Jack the Insider in Thursday’s Australian had a hit piece on RFK. (“Why RFK is an unhealthy choice for the world “) I often like his articles. This one not so much. This passage struck me:
…he still believes in the comprehensively debunked idea that vaccines can cause autism. When the deception is laid bare, he babbles about double blind placebo testing of vaccines, ignoring the ethical concerns of subjecting children in the placebo groups to suffering infection…
So many things have been “comprehensively debunked” before turning out to be true. ‘Comprehensively debunked’, why not just debunkedm by the way, is rather like settled science. It should make sceptical people uneasy. ‘Debunked by whom’ is always a handy question to ask.
And then he claims that wanting double-blind placebo testing is babbling. Really? How are you to know something really works, and without causing incidental harm, unless you have controlled experiments in which some get the vaccine and some don’t? I don’t necessarily see the ethical dilemma. Of course, if you knew the vaccine worked without deleterious side-effects you would offer it to everyone.
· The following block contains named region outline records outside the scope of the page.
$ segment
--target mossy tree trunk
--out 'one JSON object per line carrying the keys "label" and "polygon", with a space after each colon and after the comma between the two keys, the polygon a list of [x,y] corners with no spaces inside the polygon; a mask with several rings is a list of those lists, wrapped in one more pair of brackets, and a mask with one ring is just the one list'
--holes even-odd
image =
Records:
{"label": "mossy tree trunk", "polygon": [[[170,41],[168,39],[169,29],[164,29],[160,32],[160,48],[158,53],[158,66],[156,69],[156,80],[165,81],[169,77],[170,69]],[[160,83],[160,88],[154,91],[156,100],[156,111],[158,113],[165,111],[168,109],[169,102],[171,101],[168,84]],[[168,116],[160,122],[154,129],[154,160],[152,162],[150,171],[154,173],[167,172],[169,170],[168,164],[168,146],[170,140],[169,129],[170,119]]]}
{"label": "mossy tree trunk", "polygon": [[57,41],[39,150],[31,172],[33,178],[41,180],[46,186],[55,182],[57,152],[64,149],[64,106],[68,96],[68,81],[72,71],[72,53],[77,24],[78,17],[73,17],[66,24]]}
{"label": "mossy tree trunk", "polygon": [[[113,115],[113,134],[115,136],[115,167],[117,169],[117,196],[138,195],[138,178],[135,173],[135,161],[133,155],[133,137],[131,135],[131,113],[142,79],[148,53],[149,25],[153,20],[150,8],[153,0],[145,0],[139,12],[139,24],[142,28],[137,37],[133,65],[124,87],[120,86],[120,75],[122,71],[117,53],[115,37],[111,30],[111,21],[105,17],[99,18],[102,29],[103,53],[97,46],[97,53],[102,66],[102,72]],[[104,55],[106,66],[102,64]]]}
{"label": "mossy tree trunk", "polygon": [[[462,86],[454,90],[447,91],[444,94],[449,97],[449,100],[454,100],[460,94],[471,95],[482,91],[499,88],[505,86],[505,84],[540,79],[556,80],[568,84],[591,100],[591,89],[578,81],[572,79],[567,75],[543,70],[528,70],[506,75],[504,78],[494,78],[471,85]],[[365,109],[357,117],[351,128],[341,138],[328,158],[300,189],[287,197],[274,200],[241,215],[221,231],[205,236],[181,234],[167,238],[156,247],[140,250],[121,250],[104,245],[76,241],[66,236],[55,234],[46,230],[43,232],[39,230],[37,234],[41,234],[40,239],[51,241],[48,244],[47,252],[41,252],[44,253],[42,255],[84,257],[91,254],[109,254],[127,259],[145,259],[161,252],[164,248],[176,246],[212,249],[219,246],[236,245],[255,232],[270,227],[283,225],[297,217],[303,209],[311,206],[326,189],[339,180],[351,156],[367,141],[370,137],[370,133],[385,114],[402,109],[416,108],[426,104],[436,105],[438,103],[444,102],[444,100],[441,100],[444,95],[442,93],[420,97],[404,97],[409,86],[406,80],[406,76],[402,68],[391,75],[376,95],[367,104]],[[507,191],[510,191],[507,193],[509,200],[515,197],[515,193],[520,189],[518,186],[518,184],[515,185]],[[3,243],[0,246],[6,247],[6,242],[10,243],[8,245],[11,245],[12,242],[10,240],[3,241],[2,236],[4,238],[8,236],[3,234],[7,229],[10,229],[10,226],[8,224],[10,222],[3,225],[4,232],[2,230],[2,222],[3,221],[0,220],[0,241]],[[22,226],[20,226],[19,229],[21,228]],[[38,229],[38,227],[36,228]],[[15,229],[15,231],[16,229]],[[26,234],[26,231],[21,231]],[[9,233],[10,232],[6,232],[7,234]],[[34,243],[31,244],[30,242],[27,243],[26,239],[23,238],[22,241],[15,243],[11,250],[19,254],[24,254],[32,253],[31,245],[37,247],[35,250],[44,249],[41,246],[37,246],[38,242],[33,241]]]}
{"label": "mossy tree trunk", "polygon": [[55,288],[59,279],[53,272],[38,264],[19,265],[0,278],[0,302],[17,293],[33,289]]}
But the point of the test is that you don’t know and want to find out because you intend offering it to, and perhaps forcing it upon, many millions of children.
Giving anybody, particularly children who can’t effectively consent, a placebo in a clinical trial can be unethical if they are denied treatment during testing which could be helpful. But it is not babbling to suggest that a new vaccine, if at all possible, should be tested in this rigorous way. It is common sense when there is no effective alternative treatment and the untested vaccine, if effective, will fill a gap.
I admit that my view of compulsory vaccines is coloured by the confected hype of the Covid episode. In the end result there is no compelling evidence that the vaccines worked at all. And any online search will throw up many claims that they caused harm. So far as I am aware there was no double-blind testing which gave the vaccine to half of a controlled group of fat old people with common comorbidities (the cohort at risk) and a placebo to the other half.
As it was, fat old people with comorbidities had a high risk of dying from contracting Covid whether vaccinated or not, whereas hardly anybody else died whether vaccinated or not. I am old enough, if not fat. I was never vaccinated and don’t even know whether I ever contracted Covid. If I did, it was a non-event.
There was never any reason to make the Covid vaccine compulsory. Yet, effectively, it was. Denying people their livelihood for refusing the jab is making it compulsory. So, I am on the side of being free to choose. However, there is an issue when it comes to the growing cocktail of vaccines now given to children.
The issue is whether unvaccinated children pose a risk to children in childcare or schools who for medical reasons cannot be given the vaccines. It is an issue which must to be considered and weighed. Should the freedom of the many to choose be sacrificed for the very few? Quite simply, I don’t know in this case. But certainly, the medical profession should approach childhood vaccines with a rigorous Popperian mindset; particularly when people are under legal or societal pressure to subject their children to them.
Every effort has to be made to reveal any short- and long-term damaging effects when used alone or in combination. We are talking here about injecting chemical substances into the bodies of young children, infants, and babies. And, to boot, where each jab increases drug company profits. In these circumstances, we desperately need the questioning scepticism of people like JFK, even if his views seem eccentric to some. Will the required number of Republican senators see it that way is the question?